Research in the Fitzgerald lab focuses on uncovering the molecular basis of host defense and the inflammatory process with the ultimate goal of understanding how dysregulation of sensing, signaling and gene regulation in innate immunity underlie the pathogenesis of infectious, inflammatory and autoimmune disease in humans. Using an interdisciplinary approach and a highly collaborative style, she has made numerous novel discoveries including the identification of Toll-like receptor adapter molecules and uncovering new evidence for the importance of regulatory long-coding RNAs in innate immune cells. 
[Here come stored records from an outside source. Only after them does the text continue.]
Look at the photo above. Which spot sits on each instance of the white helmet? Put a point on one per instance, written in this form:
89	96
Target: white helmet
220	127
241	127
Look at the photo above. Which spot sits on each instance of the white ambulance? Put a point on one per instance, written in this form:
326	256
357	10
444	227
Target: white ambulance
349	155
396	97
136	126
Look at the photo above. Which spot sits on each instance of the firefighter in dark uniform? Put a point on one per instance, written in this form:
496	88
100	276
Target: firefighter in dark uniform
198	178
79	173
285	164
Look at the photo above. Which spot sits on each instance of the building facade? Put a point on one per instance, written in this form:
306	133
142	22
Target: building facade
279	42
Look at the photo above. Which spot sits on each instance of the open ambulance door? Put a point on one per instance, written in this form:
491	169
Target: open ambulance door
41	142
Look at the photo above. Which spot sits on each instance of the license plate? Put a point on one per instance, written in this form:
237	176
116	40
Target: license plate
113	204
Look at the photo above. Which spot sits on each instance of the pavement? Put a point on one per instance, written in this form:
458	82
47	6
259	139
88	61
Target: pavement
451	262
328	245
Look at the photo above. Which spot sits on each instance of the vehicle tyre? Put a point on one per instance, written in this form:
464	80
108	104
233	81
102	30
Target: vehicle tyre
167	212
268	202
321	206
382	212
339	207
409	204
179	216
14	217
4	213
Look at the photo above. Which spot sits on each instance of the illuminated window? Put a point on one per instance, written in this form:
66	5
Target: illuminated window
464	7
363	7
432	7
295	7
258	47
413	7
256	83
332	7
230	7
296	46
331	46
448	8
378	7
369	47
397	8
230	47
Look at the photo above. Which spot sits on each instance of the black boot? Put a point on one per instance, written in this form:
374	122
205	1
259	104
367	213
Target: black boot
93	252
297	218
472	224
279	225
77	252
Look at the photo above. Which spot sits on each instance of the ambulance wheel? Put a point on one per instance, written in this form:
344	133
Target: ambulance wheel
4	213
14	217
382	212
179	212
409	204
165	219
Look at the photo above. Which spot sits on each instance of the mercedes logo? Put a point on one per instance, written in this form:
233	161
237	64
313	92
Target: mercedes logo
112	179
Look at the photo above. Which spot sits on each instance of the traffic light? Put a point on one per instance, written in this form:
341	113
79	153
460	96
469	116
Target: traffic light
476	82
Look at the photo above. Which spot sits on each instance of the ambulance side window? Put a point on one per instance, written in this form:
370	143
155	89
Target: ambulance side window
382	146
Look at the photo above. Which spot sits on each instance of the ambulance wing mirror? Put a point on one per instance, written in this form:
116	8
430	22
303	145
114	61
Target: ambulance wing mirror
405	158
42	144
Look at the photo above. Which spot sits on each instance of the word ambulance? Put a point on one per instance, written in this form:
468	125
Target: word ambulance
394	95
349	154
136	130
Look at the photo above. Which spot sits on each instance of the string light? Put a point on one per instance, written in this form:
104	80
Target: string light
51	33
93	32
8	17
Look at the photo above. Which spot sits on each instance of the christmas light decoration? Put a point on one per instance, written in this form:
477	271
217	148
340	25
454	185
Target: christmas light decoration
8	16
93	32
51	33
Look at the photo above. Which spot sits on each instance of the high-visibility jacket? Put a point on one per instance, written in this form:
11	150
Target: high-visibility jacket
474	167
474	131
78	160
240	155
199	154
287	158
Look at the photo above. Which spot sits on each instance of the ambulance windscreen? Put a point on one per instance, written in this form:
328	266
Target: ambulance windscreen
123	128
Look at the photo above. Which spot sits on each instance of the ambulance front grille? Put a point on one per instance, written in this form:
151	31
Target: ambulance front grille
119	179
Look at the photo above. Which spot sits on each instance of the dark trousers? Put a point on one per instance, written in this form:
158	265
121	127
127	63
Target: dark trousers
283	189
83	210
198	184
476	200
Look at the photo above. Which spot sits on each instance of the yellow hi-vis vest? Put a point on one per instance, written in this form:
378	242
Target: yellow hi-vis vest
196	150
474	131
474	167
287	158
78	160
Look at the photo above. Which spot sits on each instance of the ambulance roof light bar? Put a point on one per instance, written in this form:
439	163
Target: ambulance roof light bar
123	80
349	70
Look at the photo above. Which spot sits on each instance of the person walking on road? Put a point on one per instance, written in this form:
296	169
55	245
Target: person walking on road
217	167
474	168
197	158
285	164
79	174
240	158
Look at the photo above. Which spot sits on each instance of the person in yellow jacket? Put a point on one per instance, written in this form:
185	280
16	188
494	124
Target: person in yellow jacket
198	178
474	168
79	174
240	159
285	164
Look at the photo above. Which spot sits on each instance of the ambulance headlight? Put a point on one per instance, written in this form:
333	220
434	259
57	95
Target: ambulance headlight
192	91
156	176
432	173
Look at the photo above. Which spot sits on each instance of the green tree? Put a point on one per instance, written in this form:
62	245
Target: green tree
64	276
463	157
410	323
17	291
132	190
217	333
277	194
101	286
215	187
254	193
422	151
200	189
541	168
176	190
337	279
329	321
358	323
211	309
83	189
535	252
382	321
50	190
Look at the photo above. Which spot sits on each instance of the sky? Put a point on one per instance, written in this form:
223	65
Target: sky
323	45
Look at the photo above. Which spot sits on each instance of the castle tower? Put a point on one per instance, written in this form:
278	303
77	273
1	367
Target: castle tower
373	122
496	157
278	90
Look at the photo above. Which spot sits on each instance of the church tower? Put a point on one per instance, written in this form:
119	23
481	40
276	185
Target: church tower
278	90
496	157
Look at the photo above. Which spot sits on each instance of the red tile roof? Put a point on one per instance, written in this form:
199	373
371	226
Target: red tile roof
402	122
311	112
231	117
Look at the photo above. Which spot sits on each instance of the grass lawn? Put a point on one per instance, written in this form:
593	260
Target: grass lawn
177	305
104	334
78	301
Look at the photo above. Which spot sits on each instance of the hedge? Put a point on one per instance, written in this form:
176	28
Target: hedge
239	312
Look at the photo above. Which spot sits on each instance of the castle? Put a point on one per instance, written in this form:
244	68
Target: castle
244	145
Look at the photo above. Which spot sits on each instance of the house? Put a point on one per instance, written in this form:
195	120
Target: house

Fitzgerald joined UMMS in 2002 after completing her postdoctoral studies at Trinity College Dublin where she studied the molecular basis of signal transduction in innate immunity and inflammatory pathways. Fitzgerald received her BS in 1995 from the University College Cork, Ireland, and her PhD in biochemistry in 1999 at Trinity College Dublin.

She is a recipient of a 2002 Wellcome Trust International Research Fellowship; 2003 International Cytokine Society Young Investigator Award; 2003 Milstein Young Investigator Award; 2014 American Association of Immunologists BD-Biosciences Investigator Award; and the 2014 Eli Lilly and Company-Elanco Research Award from the American Society of Microbiology. In 1999 she received a Donegan Medal from the Irish Royal Academy of Medicine.